Why are there problems, why is it a big deal? And GEDCOM 5.5.1?
Let me start off by explaining possibly why there are problems, or at least give a logical reason for the absence in some programs of such support. All currently developed Mac genealogy applications, and all Windows genealogy applications that are in widespread use, support GEDCOM 5.5. GEDCOM 5.5 came out in 1996. Three years later, in 1999, GEDCOM 5.5.1 (draft) was released. Note that it’s a draft. GEDCOM 5.5.1, among other things, added support for UTF-8 encoding. It was never formally approved as a standard, but many genealogy applications do support it, as does FamilySearch.org. GEDCOM 5.5.1 added support for internet-based tags such as WWW and EMAIL. Unfortunately, ever since 1999, we’ve been in a holding pattern when it comes to GEDCOM formats.

Unicode, UTF-8, and Mac OS X
Unicode/UTF-8 isn’t an issue for Mac OS X itself for a simple reason – Mac OS X is considered to be “Unix-like” and has many of the underpinnings of Unix-based systems, and Unicode support is very important for Unix systems. This could possibly also be the reason why the vast majority of Mac OS X genealogy apps have Unicode/UTF-8 support.

Personal Ancestral File 5.2 and UTF-8
To further confuse the issue, Personal Ancestral File 5.2, while officially supporting GEDCOM 5.5, uses UTF-8 internally, and can output UTF-8 GEDCOM files. For those migrating from Personal Ancestral File to Mac OS X genealogy apps, it could be an issue if they need to export with UTF-8.

Conspiracy Theories
Let’s get this out of the way now: There is a viewpoint among some in the genealogy community that some genealogy software developers don’t support certain formats, encoding, etc., to keep you locked into their “walled garden” (Wikipedia explanation). Whether that’s true or not, it should not stop them from supporting the importing of such GEDCOM files. Of course if they supported the importing of such GEDCOM files, there would be no logical reason for them not to support exporting to such GEDCOM files.

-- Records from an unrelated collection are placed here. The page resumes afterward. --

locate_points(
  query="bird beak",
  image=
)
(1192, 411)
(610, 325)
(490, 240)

Should Developers Support GEDCOM 5.5.1?
Yes. Many genealogy applications support it already, Personal Ancestral File 5.2 supports parts of GEDCOM 5.5.1, FamilySearch.org supports GEDCOM 5.5.1. GEDCOM 5.5.1 adds needed tags for websites and email addresses, as well as geolocation information. I’m not a developer, but look at the existing genealogy applications out there – geolocation information alone is very important to most genealogists these days.

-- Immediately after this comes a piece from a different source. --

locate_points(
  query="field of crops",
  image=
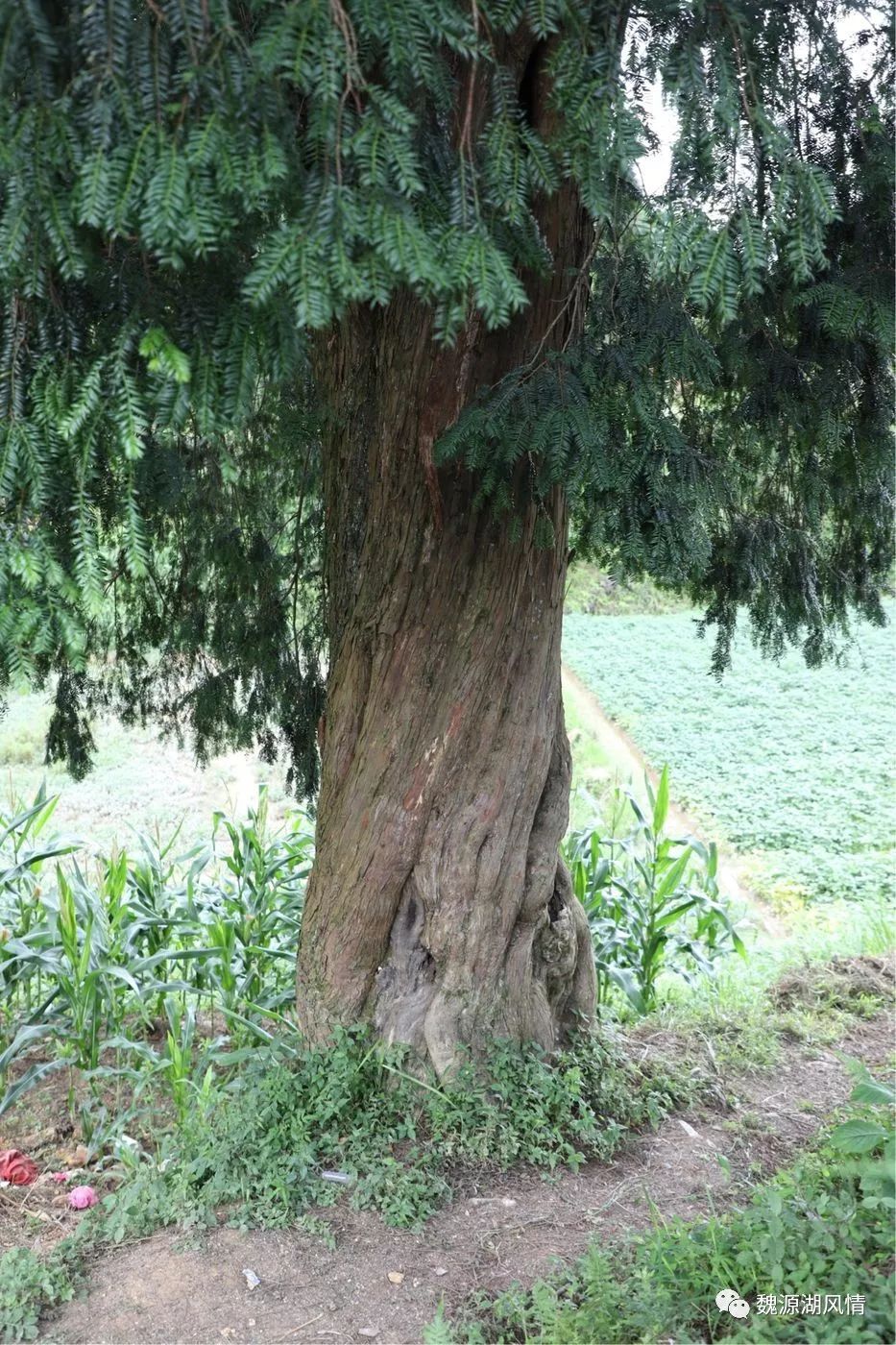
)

GEDCOM X is a proposed new GEDCOM format supported by FamilySearch and a few others. I have not seen anything relating to Unicode and GEDCOM X, but I do wish them well in their endeavor – we need a new standard, and GEDCOM X has better source and record support, including digital records, and better sharing and linking. We have pushed the existing GEDCOM 5.5 and GEDCOM 5.5.1 formats to their limits, and regardless of the conspiracy theories of developers deliberately trying to lock you in to their software, it’s hard for genealogy software developers to maintain strict support for GEDCOM 5.5 while supporting the many types of data/information that genealogists take for granted these days – new types of records, geolocation/GPS information, etc.

These days, you start to lose a lot of information when you export to GEDCOM unless your genealogy application sticks to GEDCOM 5.5/5.5.1 as its format. For some packages, it can reach a point where the problems with moving over to a new genealogy program outweighs the benefits.

I have no doubt that most Mac genealogy software developers would quickly hop on board a better industry-wide standard for the exchange of genealogy information – look at how fast many embraced the iOS (iPad, iPhone, iPod touch) platform. Look at how fast many made the switch from Classic Mac OS 9 to Mac OS X, and from PowerPC to Intel.